La rinascita religiosa buddista nella Burjatija (come nelle altre repubbliche nazionali dove la rinascita religiosa e nazionale aiuta l’un l’altra e si amalgamano l’una con l’altra) si è trovata collegata con il movimento della rinascita nazionale del popolo burjato. E’ interessante un’altra cosa: questo legame si è affermato non subito, esso non è così uniforme anche fra i buddisti burjati appartenenti ad esso. I movimenti nazionale e religioso del popolo burjato hanno trovato la loro espressione nel Chambo – Lama Dambe Ajušeev, eletto capo della CDUB nel 1995 e da allora l’ha diretta ininterrottamente. Ajušeev ha acquistato una grande autorità e fu eletto Ch’ambo – Lama dopo di che ha diretto e ricreato il dacan (monastero) di Baldan – Brecdunsk vicino Kjachta, in una regione buddista tradizionale della Burjatija. Ajušeev riformò il CDUB, cambiò il suo nome nel Sanchu Buddista Tradizionale della Russia (TBSR) e ottenne l’approvazione di un nuovo statuto. In corrispondenza con lui il Ch’ambo – Lama mise sotto il suo controllo amministrativo e finanziario i dacani ciò che garantì alla TBSR il potere sul clero buddista.
L’organizzazione centralizzata del Sanchi è stata fondata sulla sottomissione dei dacani (monasteri buddisti), perciò Ajušeev fa molta attenzione all’educazione e l’istruzione dei monaci, al ristabilimento della tradizione monastica in Burjatija.
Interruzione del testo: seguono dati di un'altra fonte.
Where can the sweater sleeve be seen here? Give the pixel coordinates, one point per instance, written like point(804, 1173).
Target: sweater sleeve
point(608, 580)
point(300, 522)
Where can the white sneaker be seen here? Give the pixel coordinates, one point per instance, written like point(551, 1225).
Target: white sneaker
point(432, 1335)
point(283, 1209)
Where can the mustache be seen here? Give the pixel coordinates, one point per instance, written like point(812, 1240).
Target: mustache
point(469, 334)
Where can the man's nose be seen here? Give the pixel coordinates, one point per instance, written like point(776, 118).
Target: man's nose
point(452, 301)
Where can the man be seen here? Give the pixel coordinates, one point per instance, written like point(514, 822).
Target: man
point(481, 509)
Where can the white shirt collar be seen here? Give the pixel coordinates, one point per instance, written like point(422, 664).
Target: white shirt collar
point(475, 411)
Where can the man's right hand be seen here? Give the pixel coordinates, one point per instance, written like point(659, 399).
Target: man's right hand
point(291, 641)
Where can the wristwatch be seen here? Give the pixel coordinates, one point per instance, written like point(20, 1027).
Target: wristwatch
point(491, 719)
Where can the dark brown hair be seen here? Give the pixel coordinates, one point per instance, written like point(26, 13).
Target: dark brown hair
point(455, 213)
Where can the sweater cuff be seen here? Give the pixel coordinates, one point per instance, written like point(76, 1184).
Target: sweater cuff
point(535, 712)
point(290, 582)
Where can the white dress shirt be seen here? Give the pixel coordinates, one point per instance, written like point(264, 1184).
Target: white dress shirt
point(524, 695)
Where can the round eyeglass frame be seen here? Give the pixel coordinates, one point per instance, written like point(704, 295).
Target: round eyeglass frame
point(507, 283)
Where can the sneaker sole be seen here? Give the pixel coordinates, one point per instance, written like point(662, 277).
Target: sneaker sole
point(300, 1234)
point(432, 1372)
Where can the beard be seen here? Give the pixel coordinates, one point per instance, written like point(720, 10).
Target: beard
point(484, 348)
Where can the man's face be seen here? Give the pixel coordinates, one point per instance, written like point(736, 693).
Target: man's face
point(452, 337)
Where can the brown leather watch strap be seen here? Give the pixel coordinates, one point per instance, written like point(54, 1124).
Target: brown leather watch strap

Nel 2004 sotto la giurisdizione del TBSR si trovano 26 dacani.
Ajušeev chiede ai suoi sottoposti non solo una disciplina amministrativa, ma anche ideologica. Avendo diretto la Sangcha tradizionale, Ajušeev assume una posizione dura in rapporto alle prediche del buddismo solo della scuola Gelug. “Il Sangcha, a suo parere, è il Gelug”, perciò verso tutte le altre correnti e scuole del buddismo come la Dzen – buddismo oppure il Kama – kagju, la Sangcha deve atteggiarsi come “l’ortodossia verso gli avventisti”.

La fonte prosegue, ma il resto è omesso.